The ruling alliance and the BJP— which, having tasted power, is yet to reconcile itself to sitting on the opposition benches— are heading for a showdown on the issue of the presence of ministers with a history of crime.
The BJP-led boycott of the new Lok Sabha’s opening session, including a vote and debate on the President’s Address, has left a scar on the Lok Sabha’s record and there are unfortunately voices in the BJP that the party should continue to boycott the proceedings until the tainted ministers are thrown out of Dr Manmohan Singh’s government. The row over the dismissal of the BJP’s governors has only made the atmosphere more acrimonious.
Unless the Speaker, Mr Somnath Chatterjee, succeeds in bringing about a compromise, the government-Opposition face-off might become more bitter. Neither the ruling alliance nor the BJP combine is going to come out of it. The casualty is going to be Parliament the people have elected with some hope.
No political party is realising that the people might lose faith in Parliament which is supposed to take care of their interests. If only the politicians knew what cost the nation will have to pay in case the Fourteenth Lok Sabha loses the trust of the electors so early in its career.

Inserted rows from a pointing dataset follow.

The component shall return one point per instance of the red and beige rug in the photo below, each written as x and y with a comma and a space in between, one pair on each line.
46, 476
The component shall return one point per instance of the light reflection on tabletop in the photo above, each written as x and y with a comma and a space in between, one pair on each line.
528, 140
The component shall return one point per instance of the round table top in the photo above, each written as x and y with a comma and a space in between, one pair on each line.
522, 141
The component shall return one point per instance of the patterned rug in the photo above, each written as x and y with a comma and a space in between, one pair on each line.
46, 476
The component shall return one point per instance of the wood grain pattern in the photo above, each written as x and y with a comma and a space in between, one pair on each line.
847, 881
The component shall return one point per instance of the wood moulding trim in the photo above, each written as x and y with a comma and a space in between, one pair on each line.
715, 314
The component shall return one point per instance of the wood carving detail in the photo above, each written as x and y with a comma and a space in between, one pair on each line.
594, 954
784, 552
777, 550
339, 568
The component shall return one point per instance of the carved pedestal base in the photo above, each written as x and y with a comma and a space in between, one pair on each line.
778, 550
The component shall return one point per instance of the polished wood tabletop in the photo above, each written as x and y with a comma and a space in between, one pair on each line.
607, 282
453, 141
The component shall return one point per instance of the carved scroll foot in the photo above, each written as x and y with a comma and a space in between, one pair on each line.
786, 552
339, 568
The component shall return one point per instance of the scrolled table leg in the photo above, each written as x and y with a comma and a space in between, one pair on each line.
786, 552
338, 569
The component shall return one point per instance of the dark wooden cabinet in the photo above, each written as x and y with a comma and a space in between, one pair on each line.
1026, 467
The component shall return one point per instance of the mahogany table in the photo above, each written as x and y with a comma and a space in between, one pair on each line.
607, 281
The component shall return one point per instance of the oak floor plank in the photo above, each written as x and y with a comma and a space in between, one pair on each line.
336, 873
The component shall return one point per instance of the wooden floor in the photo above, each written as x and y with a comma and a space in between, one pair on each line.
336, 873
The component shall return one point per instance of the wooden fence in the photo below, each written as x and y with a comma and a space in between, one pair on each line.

The ruling alliance can certainly be faulted for including Messrs Taslimuddin and Company in the government. The people are finding it hard to accept its argument that political compulsions and skewed arithmetic of the new Lok Sabha had left it with no choice but to induct these gentlemen, who ought to have been kept at a distance from the government. No one in the country can relish the sight of these unsavoury characters sitting behind Prime Minister Manmohan Singh on the Treasury Benches and the people are also not going to be impressed by the argument that charges against Messrs Taslimuddin and others have not yet led to their conviction and as such they can easily be made ministers.
These worthies with impressive crime records will have to be willy-nilly thrown out of the government one day. The question before the Congress is whether they are shown the door now, or only when it is brought under greater pressure when the BJP would take the credit for their ouster.
The key issue at the moment, however, is whether the BJP and its allies should whip up a frenzied atmosphere, bringing the functioning of Parliament to a halt, and derailing the vital discussion even on the General Budget in which people have a greater stake than the political parties themselves.
The BJP leaders must think about the cost the party will have to pay if they allow the budget being passed with just a voice vote by a truncated House. Such treatment given to the President’s Address by the Opposition was unpopular with the people; blocking discussion on the general Budget would be more so.
The people certainly want the criminals to be weeded out not only from the Council of Ministers, but also from Parliament, the state legislatures and even from the political parties themselves.
Every political party has been giving tickets to criminals, or using their money or muscle to win elections at different levels and degrees. No political party’s hands are absolutely clean on this account.
The danger from criminals is common to all parties which need to join hands to deny the crooks any role or party tickets. This would require a consensual approach and cooperation and not confrontation.